Posted at 8:59pm on 07 Mar 2007
The government has confirmed that a platoon of New Zealand troops was part of an attempt to capture East Timor rebel leader Alfredo Reinado on Sunday.
Australian soldiers continue to search in the southern part of East Timor for Reinado, who escaped the attack on his hideout at Same, 50km south of the capital Dili.
Five people died in the raid according to the latest information from the Australian government.
Reinado has been at large since he escaped from prison in Dili in August along with 50 other inmates. He was involved in fighting last year when the sacking of some of the army and regional differences plunged the nation into chaos. International troops were requested to restore order.
President Xanana Gusmao ordered security forces to arrest Reinado after the former army major led a raid on a police post late last month and made off with 25 automatic weapons and ammunition.
After Australian-led forces surrounded the rebels last Tuesday, Reinado vowed a fight to the death. He told Morning Report last Thursday that he would rather die than surrender.
Thousands of rebel supporters protested against the attack in Dili on Monday.
The capital was reported to be quiet but tense the following day. New Zealand Defence Minister, Phil Goff, said on Tuesday that the situation in the area where New Zealand troops are operating in East Timor is largely under control.

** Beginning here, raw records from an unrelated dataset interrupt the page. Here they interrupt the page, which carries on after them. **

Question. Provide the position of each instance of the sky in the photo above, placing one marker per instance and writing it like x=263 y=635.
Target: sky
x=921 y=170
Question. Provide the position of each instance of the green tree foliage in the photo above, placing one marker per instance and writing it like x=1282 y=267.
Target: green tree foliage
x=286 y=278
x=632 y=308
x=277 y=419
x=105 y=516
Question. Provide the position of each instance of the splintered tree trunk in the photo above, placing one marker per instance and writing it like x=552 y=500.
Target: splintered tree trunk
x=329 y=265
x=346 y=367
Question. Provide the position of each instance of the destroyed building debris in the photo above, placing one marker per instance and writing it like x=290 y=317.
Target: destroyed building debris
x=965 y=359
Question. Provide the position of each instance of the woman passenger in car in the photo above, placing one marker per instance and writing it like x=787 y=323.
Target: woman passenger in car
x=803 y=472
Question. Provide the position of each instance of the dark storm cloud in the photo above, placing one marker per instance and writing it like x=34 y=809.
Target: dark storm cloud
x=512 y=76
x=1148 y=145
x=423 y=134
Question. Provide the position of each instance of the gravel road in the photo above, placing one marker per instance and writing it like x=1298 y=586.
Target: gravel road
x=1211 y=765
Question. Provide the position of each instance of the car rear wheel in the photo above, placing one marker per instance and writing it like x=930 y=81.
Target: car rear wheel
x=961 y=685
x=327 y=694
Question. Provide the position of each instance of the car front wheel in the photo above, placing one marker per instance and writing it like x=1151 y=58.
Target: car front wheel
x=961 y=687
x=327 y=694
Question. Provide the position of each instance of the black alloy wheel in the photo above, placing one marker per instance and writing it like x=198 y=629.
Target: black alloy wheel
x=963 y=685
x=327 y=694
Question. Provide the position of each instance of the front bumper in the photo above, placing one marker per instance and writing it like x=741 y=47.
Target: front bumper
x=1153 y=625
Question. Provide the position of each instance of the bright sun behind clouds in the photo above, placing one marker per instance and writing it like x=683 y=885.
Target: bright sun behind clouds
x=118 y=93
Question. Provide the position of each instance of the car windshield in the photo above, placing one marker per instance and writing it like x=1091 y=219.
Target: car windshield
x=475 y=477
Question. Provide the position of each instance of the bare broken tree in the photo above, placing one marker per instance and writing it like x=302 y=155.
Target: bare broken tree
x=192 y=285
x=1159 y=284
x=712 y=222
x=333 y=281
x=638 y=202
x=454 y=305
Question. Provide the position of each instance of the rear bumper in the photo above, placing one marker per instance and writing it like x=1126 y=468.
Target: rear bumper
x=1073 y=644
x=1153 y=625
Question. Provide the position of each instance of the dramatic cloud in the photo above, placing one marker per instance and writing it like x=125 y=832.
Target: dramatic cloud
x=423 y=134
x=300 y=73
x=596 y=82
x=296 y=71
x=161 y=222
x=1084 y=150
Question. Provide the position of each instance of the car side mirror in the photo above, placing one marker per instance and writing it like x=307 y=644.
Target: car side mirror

A Reuters witness in Dili said New Zealand troops were patrolling areas considered riot-prone.
Unrest in Timor last May caused 150,000 to flee their homes and led to the dispatch of international peacekeepers from Australia, Malaysia, New Zealand and Portugal. A state of emergency was declared before their arrival.
The unrest was due to an east-west divide and gang violence following the sacking of 600 soldiers.
Presidential elections are scheduled to be held on 9 April 2007.